The class inherits from webcams.StereoPair, which is just a class that handles dealing with two webcams as a stereo pair simultaneously. It also does some nice things like letting you take a picture with both cameras simultaneously or show their video streams live. If you use them in a with clause they will clean up after themselves and close the camera connection when they’re done.

All of this functionality is inherited from that class, with one modification that you can see in the method get_frames. This method calls the superclass’ get_frames method, collects the frames it returns, and rectifies them using the StereoCalibration object stored on the CalibratedPair. Because the inherited methods show_frames and show_videos call this method in order to get the frames they show, when you use a CalibratedPair rather than just a normal StereoPair to view camera outputs, you’ll always see the rectified images.

Non-inherited methods include replace_block_matcher, which replaces the block matcher stored on the CalibratedPair object. You’ll also notice several decorators being used in the class to do something that you don’t find in Python code too often: They act as getters and setters. They control access to variables that the class is meant to protect from the user.

The reason for this is that I don’t want the user to pass bad values to the block matcher. If the user passes bad values, OpenCV silently instantiates a new StereoBM object without throwing an error. That would lead to bad results. The decorators allow the object’s fields search_range, window_size and stereo_bm_preset to be accessed as normal variables – all they do is return their counterparts that are named with a leading underscore. Setting them is also done normally, but because I’ve used setter decorators, doing the following:

calibrated_pair.window_size = 5

actually does this:

calibrated_pair.window_size(5)

The window_size method checks the input value and throws a meaningful error if the value is inappropriate.

Storing the parameters for the block matcher means that they exist persisently as a part of the object, so when I change one variable I can retain the settings on the other variables without having a lot of complicated bookkeeping code.

The core of the class, compute_disparity, checks the passed images to see if they are grayscale. If not, they’re converted to grayscale. Then they’re passed to the block matcher.

So if you use this class, you can just pass new parameters for the block matcher again and again, replacing it when you need to, and check the results. If you have an algorithm that can check the quality of disparity images, you don’t need a GUI – the class will work just fine for automated tuning.

Implementing the frontend

Of course, you may not have an algorithm that can judge the quality of disparity pictures. I don’t, which is why I’m stuck with my brain. To ease the parameter selection, I implemented a StereoBMTuner class which hides the complexity of dealing with the details of cv2’s high-level GUI functions.

class StereoBMTuner(object):
    """
    A class for tuning Stereo BM settings.

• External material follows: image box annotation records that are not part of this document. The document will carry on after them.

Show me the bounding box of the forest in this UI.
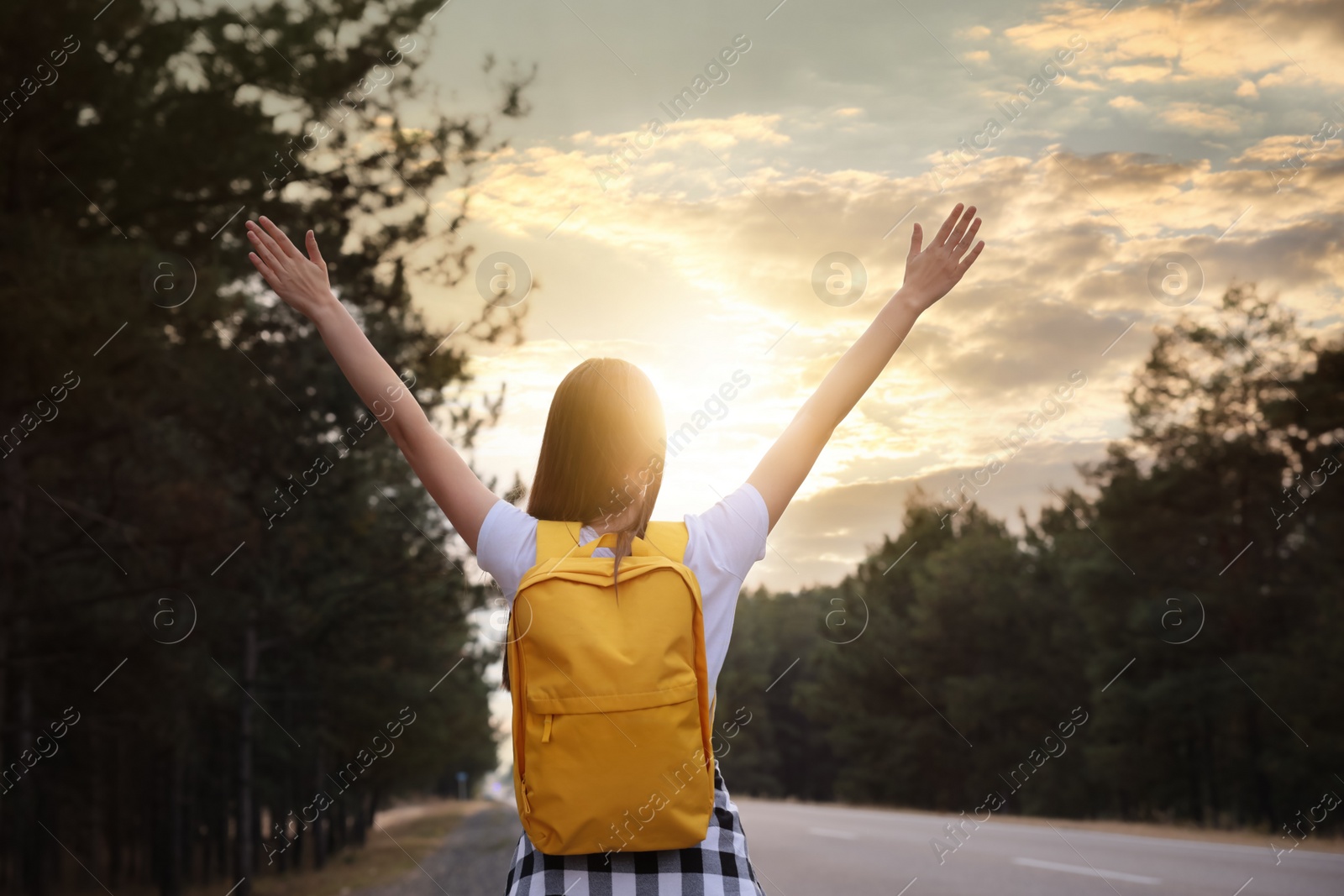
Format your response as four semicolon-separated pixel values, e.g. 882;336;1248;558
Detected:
719;284;1344;845
0;0;522;896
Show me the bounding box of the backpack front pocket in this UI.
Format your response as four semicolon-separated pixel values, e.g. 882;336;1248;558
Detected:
522;679;714;854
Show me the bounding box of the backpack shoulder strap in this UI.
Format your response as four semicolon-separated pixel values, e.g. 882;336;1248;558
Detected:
643;522;690;563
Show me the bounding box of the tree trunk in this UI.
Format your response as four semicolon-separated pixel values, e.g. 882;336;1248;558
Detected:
234;609;257;896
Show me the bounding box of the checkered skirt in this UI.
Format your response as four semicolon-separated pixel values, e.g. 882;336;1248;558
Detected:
506;763;764;896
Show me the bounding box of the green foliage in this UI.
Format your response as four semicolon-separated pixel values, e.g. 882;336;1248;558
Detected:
721;286;1344;827
0;0;522;896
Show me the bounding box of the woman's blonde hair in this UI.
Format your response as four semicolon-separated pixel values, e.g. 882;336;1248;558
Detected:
527;358;667;571
502;358;667;689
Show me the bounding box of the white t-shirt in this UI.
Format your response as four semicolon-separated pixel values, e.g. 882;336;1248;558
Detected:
475;482;770;694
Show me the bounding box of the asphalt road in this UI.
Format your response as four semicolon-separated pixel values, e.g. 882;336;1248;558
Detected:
734;798;1344;896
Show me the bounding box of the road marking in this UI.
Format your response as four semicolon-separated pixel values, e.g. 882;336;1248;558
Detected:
808;827;858;840
1012;858;1163;884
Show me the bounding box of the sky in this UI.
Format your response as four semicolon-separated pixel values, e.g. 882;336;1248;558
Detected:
397;0;1344;591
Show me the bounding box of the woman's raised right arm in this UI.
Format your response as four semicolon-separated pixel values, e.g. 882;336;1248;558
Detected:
247;217;501;553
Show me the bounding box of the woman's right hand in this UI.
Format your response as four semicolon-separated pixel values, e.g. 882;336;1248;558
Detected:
247;215;336;320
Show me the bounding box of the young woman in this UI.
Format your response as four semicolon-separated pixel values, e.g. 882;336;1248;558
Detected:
247;203;985;896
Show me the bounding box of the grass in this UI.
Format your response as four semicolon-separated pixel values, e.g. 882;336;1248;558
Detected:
82;799;486;896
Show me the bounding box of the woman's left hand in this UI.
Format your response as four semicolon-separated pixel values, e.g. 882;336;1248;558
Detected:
900;203;985;313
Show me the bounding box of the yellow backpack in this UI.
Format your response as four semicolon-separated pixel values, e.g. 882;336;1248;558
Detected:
507;520;714;856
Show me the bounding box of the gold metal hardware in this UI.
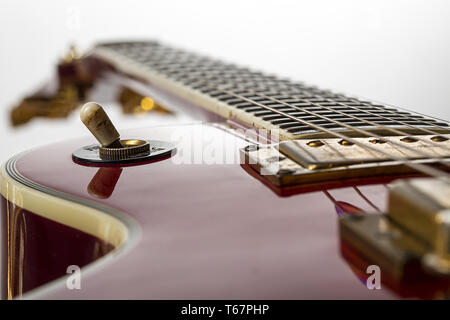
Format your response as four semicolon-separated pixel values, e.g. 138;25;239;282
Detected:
338;139;353;147
430;136;448;142
119;87;172;115
339;178;450;280
369;139;386;144
307;140;324;148
241;135;450;186
279;135;450;170
99;139;150;160
400;137;418;143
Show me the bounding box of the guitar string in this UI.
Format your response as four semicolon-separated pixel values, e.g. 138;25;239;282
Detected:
218;84;450;167
209;84;450;184
197;77;450;158
256;81;450;138
266;83;450;153
246;84;450;160
171;71;450;172
102;48;450;183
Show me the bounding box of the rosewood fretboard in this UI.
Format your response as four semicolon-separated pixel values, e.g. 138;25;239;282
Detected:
93;42;450;139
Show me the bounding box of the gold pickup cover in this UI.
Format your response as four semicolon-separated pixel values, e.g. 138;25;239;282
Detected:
241;134;450;186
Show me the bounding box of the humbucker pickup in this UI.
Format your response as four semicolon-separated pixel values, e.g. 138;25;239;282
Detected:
241;134;450;186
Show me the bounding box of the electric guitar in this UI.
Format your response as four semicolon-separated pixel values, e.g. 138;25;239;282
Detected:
0;41;450;299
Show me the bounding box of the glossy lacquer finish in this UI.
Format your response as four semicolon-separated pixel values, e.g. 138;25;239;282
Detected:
5;125;404;299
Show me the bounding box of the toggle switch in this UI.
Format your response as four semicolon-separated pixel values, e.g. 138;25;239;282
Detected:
72;102;176;166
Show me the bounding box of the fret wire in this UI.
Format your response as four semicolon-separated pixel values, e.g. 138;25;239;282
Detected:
166;71;450;176
264;86;450;159
284;85;450;139
100;42;449;183
250;81;450;135
221;84;450;167
204;77;450;160
213;84;450;184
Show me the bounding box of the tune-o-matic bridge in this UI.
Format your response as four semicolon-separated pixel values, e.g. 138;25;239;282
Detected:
241;134;450;187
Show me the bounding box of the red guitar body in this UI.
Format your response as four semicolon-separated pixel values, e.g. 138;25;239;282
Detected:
2;125;436;299
0;41;449;299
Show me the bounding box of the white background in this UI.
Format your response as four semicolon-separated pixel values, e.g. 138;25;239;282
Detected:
0;0;450;161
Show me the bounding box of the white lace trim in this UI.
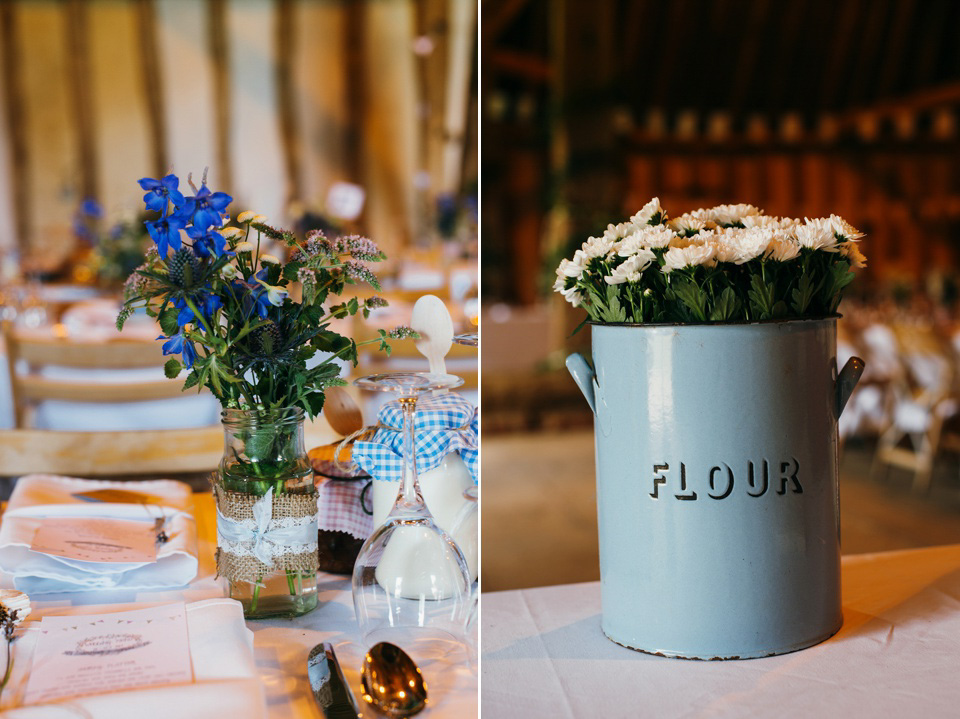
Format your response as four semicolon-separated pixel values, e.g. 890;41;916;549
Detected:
227;513;320;532
217;536;317;557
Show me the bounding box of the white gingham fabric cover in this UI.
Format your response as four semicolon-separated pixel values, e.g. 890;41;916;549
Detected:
353;392;479;490
317;479;373;539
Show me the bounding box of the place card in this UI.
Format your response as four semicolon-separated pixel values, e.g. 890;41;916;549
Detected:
30;517;157;563
23;602;193;705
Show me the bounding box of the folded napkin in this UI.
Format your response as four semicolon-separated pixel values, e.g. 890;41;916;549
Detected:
0;599;267;719
353;392;480;482
0;474;198;594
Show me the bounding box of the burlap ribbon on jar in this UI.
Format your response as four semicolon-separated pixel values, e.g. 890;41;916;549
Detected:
213;484;318;583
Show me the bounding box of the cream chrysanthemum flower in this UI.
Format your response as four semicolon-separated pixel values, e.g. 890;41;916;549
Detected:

    Display a normalized disparity picture from two pictures captured with a
    ``CalibratedPair`` and allow the user to manually tune the settings for the
    stereo block matcher.
    """
    #: Window to show results in
    window_name = "Stereo BM Tuner"
    def __init__(self, calibrated_pair, image_pair):
        """Initialize tuner with a ``CalibratedPair`` and tune given pair."""
        #: Calibrated stereo pair to find Stereo BM settings for
        self.calibrated_pair = calibrated_pair
        cv2.namedWindow(self.window_name)
        cv2.createTrackbar("cam_preset", self.window_name,
                           self.calibrated_pair.stereo_bm_preset, 3,
                           self.set_bm_preset)
        cv2.createTrackbar("ndis", self.window_name,
                           self.calibrated_pair.search_range, 160,
                           self.set_search_range)
        cv2.createTrackbar("winsize", self.window_name,
                           self.calibrated_pair.window_size, 21,
                           self.set_window_size)
        #: (left, right) image pair to find disparity between
        self.pair = image_pair
        self.tune_pair(image_pair)
    def set_bm_preset(self, preset):
        """Set ``search_range`` and update disparity image."""
        try:
            self.calibrated_pair.stereo_bm_preset = preset
        except InvalidBMPreset:
            return
        self.update_disparity_map()
    def set_search_range(self, search_range):
        """Set ``search_range`` and update disparity image."""
        try:
            self.calibrated_pair.search_range = search_range
        except InvalidSearchRange:
            return
        self.update_disparity_map()
    def set_window_size(self, window_size):
        """Set ``window_size`` and update disparity image."""
        try:
            self.calibrated_pair.window_size = window_size
        except InvalidWindowSize:
            return
        self.update_disparity_map()
    def update_disparity_map(self):
        """Update disparity map in GUI."""
        disparity = self.calibrated_pair.compute_disparity(self.pair)
        cv2.imshow(self.window_name, disparity / 255.)
        cv2.waitKey()
    def tune_pair(self, pair):
        """Tune a pair of images."""
        self.pair = pair
        self.update_disparity_map()

When you instantiate an object of this class, it sets up a named window, creates three trackbars and calls the tune_pair method, which shows the disparity map and the other GUI elements. It’s important to note that the class itself stores the CalibratedPair, as well as the image pair, that it’s currently working on. This is important for the callbacks.

The callbacks registered with the trackbars receive only a single argument: The value of the trackbar. They are called every time the trackbar is updated.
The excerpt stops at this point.